Le siècle est également riche de la profusion des formes populaires issues du XIXe

siècle comme le roman policier peu à peu influencé par le roman noir américain avecGeorges Simenon, (Le chien jaune, 1932), Boileau-Narcejac (Celle qui n'était plus, 1952),), Léo Malet (Nestor Burma et le monstre, 1946), Jean Vautrin (Canicule, 1982), Didier Daeninckx (La mort n’oublie personne, 1989), Philippe Djian (Bleu comme l'enfer, 1983 ), Jean-Christophe Grangé (Les Rivières pourpres, 1998) ... Le roman historique se multiplie avec Maurice Druon (Les Rois maudits, 1955-1977), Gilles Lapouge (La bataille de Wagram, 1987), Robert Merle (Fortune de France, 1977) ou  Françoise Chandernagor (La Chambre, 2002). Abondent aussi les récits de voyage et d'aventure (Henry de Monfreid - Les secrets de la mer Rouge, 1932)et les romans d'action et d'exotisme avec Jean Lartéguy (Les centurions, 1963), Jean Hougron (La nuit indochinoise, 1950/1958) ou encore Louis Gardel (Fort-Saganne, 1980).

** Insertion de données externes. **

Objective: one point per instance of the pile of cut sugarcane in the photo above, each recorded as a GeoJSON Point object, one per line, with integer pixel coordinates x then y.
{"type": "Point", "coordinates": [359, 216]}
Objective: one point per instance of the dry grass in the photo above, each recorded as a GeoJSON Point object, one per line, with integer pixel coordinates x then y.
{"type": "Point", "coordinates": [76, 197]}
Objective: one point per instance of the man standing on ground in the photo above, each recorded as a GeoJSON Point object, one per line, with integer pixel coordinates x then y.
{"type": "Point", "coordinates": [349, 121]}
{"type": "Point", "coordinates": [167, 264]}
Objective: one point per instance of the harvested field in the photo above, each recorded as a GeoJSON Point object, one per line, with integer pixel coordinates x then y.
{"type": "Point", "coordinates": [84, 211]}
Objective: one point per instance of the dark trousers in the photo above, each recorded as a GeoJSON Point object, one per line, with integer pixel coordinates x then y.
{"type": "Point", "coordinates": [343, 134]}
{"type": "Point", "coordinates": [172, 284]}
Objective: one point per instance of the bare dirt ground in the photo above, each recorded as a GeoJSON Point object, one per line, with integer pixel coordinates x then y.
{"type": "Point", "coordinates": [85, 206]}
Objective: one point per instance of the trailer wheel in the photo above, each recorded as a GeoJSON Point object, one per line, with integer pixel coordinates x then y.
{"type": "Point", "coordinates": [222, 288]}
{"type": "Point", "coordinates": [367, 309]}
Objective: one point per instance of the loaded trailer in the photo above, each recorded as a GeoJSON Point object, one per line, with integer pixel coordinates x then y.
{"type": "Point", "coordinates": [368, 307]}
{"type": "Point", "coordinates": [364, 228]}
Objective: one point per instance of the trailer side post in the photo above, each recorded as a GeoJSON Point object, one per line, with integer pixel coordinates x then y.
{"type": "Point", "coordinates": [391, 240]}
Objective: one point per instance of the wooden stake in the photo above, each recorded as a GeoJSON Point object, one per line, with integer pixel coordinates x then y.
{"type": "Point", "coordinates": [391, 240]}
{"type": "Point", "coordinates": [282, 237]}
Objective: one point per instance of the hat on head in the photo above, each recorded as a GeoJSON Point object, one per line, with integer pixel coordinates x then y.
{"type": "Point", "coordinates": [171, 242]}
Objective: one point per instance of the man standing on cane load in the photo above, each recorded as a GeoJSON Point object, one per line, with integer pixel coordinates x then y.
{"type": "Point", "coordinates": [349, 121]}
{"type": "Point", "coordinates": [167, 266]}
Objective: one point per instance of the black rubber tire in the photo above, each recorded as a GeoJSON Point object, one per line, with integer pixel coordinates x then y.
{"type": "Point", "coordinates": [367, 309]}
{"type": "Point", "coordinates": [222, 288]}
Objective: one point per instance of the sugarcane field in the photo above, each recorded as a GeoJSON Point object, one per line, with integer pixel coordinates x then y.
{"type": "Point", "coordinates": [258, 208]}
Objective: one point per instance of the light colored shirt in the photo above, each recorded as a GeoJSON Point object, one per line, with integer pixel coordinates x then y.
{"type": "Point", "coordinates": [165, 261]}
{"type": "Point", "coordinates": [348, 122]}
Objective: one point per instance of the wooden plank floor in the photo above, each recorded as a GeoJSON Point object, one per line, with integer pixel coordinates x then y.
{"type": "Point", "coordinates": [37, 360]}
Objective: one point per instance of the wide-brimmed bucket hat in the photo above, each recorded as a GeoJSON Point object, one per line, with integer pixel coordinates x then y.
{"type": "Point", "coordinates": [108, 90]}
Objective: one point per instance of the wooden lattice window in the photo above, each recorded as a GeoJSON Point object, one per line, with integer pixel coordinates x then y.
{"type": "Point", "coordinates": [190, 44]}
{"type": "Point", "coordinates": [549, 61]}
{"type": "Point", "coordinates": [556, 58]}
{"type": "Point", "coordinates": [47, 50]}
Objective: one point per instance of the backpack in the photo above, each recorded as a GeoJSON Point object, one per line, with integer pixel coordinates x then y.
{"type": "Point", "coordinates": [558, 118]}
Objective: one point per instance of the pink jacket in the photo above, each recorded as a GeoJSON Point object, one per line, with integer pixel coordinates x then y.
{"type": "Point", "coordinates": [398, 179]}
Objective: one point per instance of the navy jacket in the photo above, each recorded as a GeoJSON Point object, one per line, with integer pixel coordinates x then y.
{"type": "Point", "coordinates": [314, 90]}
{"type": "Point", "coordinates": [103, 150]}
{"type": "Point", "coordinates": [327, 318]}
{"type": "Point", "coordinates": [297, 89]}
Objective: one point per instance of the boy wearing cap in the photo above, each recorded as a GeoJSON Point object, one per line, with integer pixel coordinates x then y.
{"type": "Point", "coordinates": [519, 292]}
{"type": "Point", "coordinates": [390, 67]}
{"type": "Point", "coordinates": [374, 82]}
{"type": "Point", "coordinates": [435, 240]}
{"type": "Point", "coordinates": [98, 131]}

La science-fiction et le fantastique produisent également un nombre très important d'oeuvres avec René Barjavel (La Nuit des temps, 1968), Michel Jeury (Le Temps incertain, 1973), Bernard Werber (Les Fourmis, 1991)..., qui ont cependant une certaine difficulté à concurrencer les oeuvre traduites.

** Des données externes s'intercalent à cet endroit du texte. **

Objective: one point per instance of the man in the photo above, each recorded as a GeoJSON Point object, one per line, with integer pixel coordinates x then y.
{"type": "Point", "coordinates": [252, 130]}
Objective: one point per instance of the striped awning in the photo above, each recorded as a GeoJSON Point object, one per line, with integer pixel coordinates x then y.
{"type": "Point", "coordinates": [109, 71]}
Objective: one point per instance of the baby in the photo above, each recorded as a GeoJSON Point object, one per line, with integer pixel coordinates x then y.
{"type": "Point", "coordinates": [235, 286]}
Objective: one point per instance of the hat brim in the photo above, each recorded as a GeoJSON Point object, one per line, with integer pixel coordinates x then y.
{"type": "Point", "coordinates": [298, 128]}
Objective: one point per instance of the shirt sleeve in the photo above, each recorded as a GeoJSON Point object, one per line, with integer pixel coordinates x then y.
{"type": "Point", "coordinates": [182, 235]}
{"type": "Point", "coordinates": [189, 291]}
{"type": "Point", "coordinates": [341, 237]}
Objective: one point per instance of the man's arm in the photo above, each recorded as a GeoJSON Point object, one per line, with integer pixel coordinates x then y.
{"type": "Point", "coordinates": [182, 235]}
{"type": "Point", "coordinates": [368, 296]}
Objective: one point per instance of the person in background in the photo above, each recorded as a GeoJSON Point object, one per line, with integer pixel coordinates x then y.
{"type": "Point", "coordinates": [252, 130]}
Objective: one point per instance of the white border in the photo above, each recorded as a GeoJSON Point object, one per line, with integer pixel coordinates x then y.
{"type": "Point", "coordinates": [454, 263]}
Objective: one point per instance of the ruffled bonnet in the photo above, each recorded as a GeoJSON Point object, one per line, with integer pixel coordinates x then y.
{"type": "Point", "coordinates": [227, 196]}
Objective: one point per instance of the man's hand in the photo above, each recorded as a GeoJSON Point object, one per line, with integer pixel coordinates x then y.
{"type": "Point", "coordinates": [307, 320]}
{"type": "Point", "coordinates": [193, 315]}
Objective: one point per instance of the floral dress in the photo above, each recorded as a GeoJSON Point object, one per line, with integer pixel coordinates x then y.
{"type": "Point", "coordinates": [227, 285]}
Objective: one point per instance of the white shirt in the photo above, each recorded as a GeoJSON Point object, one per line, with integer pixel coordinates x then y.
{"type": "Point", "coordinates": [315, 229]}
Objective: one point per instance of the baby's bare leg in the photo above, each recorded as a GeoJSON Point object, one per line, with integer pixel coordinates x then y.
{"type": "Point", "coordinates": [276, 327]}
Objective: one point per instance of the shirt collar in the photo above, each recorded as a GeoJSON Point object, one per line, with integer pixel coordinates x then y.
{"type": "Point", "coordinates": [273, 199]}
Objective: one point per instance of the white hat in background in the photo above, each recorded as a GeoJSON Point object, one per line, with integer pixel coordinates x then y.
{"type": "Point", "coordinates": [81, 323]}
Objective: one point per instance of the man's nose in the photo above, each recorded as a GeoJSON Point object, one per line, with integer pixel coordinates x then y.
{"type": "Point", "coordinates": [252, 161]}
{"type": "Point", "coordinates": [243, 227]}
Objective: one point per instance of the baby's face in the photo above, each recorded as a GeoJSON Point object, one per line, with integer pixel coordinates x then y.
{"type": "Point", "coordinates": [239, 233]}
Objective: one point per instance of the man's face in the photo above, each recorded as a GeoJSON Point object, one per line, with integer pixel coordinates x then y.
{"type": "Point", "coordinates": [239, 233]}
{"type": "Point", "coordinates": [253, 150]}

La veine égocentrique est, elle aussi, très productive avec des formes plus ou moins

innovantes d'autobiographie avec Marcel Pagnol (La Gloire de mon père, 1957), Simone de Beauvoir (Mémoires d'une jeune fille rangée, 1958), Jean-Paul Sartre (Les mots, 1964), Julien Green (Terre lointaine, 1966), Nathalie Sarraute (Enfance, 1983), Georges Perec (W ou le souvenir d'enfance, 1975),Marguerite Yourcenar ('Archives du Nord, 1977) ou Hervé Guibert (À l'ami qui ne m'a pas sauvé la vie, 1990) et l'écriture de soi s'associe au roman dans le genre assez vague de " l'autofiction " avec Patrick Modiano (Rue des boutiques obscures, 1978), Annie Ernaux (La Place, 1983), Jean Rouaud (Les champs d'honneur, 1990), Christine Angot (Sujet Angot, 1998), Michel Houellebecq (La Possibilité d'une île, 2005) ... Terminons ce survol du roman français du XXe siècle en notant l'apport, d'une certaine façon refondateur, de l'inspiration de l'ailleurs avec quelques noms de la période récente comme Réjean Ducharme (L'Hiver de force, 1973), Tahar Ben Jelloun (La Nuit sacrée, 1987 ), Ahmadou Kourouma (Allah n’est pas obligé, 2000) ou Nancy Huston (Lignes de faille, 2006)...

 

La littérature française du XXe siècle présente des facettes nombreuses et de grandes

écrivains qui ont été souvent couronnés par le Prix Nobel de Littérature (1901 Sully Prudhomme, 1904 Frédéric Mistral, 1915 Romain Rolland, 1921 Anatole France, 1927 Henri Bergson, 1937 Roger Martin du Gard, 1947 André Gide, 1952 François Mauriac, 1957 Albert Camus, 1960 Saint-John Perse, 1964 Jean-Paul Sartre, 1969, Samuel Beckett -Irlandais mais son oeuvre est écrite pour l'essentiel en français, 1985 Claude Simon) ; mais leur nombre se raréfie (seulement un dans les trente dernières années). Le poids international de la littérature française s'amenuise et les traductions en langues étrangères semblent également marquées le pas.